Der Franzose Roger Lemerre (1998 als Assistent von Aime Jacquet) und der diesmal für Paraguay zuständige Italiener Cesare Maldini (1982 an der Seite von Enzo Bearzot beim Sieg gegen Deutschland) konnten zumindest als Co-Trainer schon einmal den WM-Gewinn feiern.
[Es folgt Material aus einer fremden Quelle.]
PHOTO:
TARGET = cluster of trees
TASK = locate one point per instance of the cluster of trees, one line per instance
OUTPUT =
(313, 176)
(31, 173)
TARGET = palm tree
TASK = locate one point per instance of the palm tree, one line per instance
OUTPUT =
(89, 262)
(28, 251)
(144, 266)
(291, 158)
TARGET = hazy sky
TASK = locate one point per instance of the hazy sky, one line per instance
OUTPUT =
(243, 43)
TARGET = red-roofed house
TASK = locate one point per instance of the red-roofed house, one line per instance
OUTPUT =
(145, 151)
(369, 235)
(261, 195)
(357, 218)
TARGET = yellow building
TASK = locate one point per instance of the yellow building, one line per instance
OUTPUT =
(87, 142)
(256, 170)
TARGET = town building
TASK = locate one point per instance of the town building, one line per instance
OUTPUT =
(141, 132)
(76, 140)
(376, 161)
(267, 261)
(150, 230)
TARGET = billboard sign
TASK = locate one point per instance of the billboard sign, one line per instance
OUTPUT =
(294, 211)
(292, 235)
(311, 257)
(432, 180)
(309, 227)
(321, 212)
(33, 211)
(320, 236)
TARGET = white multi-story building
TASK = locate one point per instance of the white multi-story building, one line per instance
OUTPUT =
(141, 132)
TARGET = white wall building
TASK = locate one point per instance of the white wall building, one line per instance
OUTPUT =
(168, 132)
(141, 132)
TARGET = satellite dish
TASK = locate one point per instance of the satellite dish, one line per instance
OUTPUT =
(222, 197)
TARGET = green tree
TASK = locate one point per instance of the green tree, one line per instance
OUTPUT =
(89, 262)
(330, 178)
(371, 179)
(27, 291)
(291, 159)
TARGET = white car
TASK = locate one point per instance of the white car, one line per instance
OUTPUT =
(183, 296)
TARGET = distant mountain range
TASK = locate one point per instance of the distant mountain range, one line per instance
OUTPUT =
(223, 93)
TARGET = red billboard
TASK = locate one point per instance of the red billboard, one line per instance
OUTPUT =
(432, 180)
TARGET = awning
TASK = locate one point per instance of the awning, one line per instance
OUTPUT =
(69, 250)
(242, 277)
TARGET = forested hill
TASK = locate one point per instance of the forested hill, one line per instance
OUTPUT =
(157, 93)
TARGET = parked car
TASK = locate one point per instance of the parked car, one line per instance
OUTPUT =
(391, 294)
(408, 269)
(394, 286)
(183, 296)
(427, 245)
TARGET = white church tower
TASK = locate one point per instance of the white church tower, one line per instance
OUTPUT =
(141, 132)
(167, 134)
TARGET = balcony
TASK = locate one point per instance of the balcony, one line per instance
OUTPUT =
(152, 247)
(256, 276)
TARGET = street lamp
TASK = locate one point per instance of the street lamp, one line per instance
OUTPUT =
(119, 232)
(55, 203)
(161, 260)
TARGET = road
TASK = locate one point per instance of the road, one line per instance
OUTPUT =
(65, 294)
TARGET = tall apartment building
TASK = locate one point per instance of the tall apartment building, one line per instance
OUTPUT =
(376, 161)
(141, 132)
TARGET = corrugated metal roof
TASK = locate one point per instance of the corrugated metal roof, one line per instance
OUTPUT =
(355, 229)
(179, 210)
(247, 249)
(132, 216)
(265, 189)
20 der 33 WM-Trainer (Schweden wird vom gleichberechtigten Duo Sven Söderberg und Lars Lagerbäck trainiert) waren bisher weder als Spieler noch als Trainer bei einer WM dabei. Nur 17 von ihnen waren zu ihrer aktiven Zeit überhaupt Nationalspieler.

Zu solchen Ehren kam auch Velibor, genannt «Bora» Milutinovic nicht, und Titel hat er auch noch keine gewonnen. Dennoch gilt der 57 Jahre alte Serbe als einer der renommiertesten WM-Trainer. Bereits zum fünften Mal nimmt Milutinovic als Coach an einer WM teil, ob er mit China ebenso wie zuvor mit Mexiko (1986), Costa Rica (1990), USA (1994) und Nigeria (1998) die Vorrunde überstehen kann, scheint jedoch fraglich.

Vor Chinas Debüt bei einer WM am Dienstag in Gwangju gegen Costa Rica sorgen sich die Asiaten indes um Milutinovic. Er leidet unter einer schweren Erkältung und fürchtet eine Lungenentzündung. «Ich bekomme Infusionen, aber es wird nicht besser», erklärte der 58-Jährige. Zwar raten Chinas Ärzte dem Weltenbummler zu einer Pause, doch Milutinovic will weiterhin die täglich zwei Trainingseinheiten seines Teams in Seogwipo leiten.

Namhafteste Trainer neben Milutinovic und Maldini sind dessen Landsmann Giovanni Trapattoni, der Niederländer Guus Hiddink, der diesmal Südkorea trainiert, und Sven Göran Eriksson. Der Schwede ist ebenso wie Trapattoni einer der erfolgreichsten Vereinstrainer der Welt, Hiddink führte die Niederlande bei der WM 1998 in Frankreich ins Halbfinale. Welttrainer des Jahres 2001 ist jedoch der Argentinier Marcelo Bielsa, der bisher keine großen Erfolge vorzuweisen hat, mit seinem Team aber einer der Favoriten in Asien ist.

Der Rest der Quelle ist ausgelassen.